The next FDA boss must sometimes turn a deaf ear to politics and find a way to prove to doubters that the agency will never put the business interests of the drug industry ahead of the safety of the public. The next FDA commissioner must continue the “de-layering” of the chain of command to improve communication between the labs and field staff, working to avoid future incidents where serious safety concerns get shouted down or overlooked. Most importantly, the new commissioner must do what is necessary to force Congress to give the agency the budget and authority that it needs to do its job properly. Congress should not be allowed to dither any further. The FDA was created in the first place precisely because Congress was viewed as an unreliable guardian of public health.

As the agency’s first boss, Wiley, a food chemist, persuaded Roosevelt that Congress could not and should not be trusted to police the safety of food and drug products. Hilts writes that “what bothered Wiley, who loved both research and commerce, and participated in both throughout his life, was that in research there was a strong sanction against deceit, while in commerce deceit seemed to be an accepted tactic to achieve profits. There was some disjoint there.” Wiley and Hilts demonize industry a bit much, but not entirely without cause.

The drug industry has competing interests; the FDA should not be put into a similar bind. As Hilts puts it, “The logic of ‘profit alone’ that dominated the companies in the nineteenth century still dominates them today. This is one reason the FDA’s job is difficult, and necessary.” The Vioxx fiasco could have been avoided. But it is also important to remember that Americans should not expect the FDA to squeeze out every last ounce of risk from food and drugs. Neither should politicians, drug industry critics, and reporters. New medical products bring new risks – that is their price.
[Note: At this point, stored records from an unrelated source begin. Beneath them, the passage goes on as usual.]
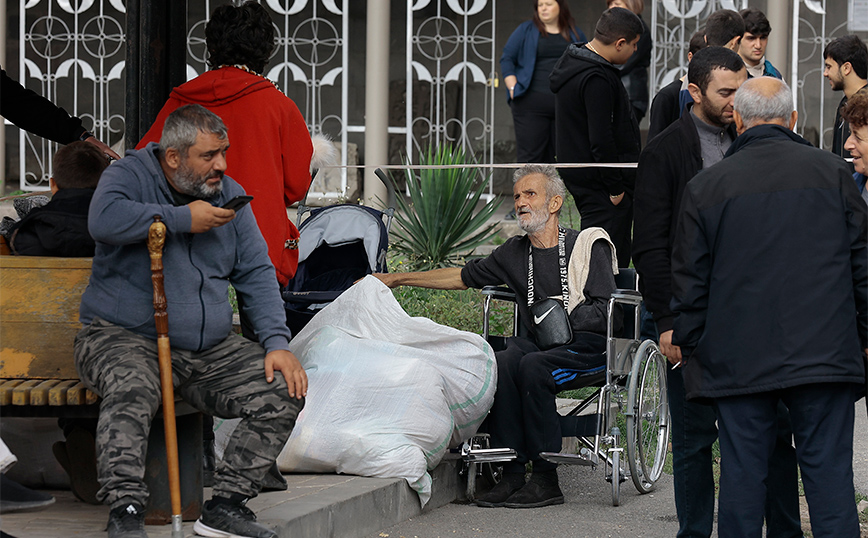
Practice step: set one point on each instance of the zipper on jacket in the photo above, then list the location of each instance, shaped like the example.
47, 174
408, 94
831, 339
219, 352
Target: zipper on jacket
201, 286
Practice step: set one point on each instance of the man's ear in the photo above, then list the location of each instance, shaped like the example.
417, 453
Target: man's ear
695, 93
846, 68
739, 122
173, 158
733, 43
555, 203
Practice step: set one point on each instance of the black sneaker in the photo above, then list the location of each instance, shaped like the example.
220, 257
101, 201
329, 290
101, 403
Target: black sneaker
535, 495
225, 520
127, 522
497, 496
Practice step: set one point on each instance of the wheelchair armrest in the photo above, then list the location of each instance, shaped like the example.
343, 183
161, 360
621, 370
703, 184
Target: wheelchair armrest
501, 293
631, 297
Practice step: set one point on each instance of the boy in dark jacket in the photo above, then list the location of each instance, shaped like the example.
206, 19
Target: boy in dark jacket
596, 125
59, 228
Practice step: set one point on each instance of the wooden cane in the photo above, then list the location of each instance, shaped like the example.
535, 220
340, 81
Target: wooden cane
156, 240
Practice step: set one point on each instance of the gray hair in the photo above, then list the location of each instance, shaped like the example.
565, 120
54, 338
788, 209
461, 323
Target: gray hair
184, 125
554, 184
756, 106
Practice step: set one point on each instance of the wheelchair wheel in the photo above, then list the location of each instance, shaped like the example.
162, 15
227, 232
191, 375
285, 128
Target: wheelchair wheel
648, 418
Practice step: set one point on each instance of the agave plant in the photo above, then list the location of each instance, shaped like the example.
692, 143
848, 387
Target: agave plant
440, 222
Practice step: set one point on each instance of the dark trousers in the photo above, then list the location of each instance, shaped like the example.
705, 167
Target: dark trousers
227, 380
822, 419
534, 117
596, 209
694, 431
524, 415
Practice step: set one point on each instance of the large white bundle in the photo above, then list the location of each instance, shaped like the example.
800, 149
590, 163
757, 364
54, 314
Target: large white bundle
388, 393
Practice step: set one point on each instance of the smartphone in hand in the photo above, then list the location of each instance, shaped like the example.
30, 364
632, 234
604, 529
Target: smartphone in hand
237, 202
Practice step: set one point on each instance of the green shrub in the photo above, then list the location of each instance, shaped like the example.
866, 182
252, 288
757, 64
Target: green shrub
440, 222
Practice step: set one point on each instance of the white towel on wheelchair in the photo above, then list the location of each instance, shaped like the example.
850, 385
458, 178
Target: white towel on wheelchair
580, 263
388, 394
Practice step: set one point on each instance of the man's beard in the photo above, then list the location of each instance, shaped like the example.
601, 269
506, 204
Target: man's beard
535, 222
189, 182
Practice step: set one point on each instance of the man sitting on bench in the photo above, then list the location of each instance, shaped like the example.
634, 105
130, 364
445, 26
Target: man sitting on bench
219, 373
524, 415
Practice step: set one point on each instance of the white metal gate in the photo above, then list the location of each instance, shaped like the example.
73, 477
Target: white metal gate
73, 52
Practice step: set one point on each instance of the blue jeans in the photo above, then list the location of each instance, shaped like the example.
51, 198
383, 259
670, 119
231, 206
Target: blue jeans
822, 420
694, 431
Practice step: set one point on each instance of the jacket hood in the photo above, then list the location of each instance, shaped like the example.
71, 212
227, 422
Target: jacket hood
221, 86
576, 60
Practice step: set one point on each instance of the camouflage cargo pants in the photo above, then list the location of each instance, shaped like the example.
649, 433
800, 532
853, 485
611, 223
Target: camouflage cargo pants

But with a few notorious exceptions, the FDA does everything in its power, given its overextended resources, to keep medicines that are unnecessarily risky off the market – and help the public understand the risks of those that are allowed past its gates.

Because of last year’s scandals, those who denounce the FDA have fresh cause. But there will always be debates about whether the agency’s quiet successes outweigh its misadventures. Yet 100 years after its establishment, this much is not in dispute: the FDA succeeds in its mission more often than not, despite needlessly long odds. It could do even better if it had the money, management, staff, and technology to do its job properly.

Stephan Herrera writes about the business, science, and politics of medicine and health care. He is a contributing editor at Nature Biotechnology and a frequent contributor to the Economist and Technology Review.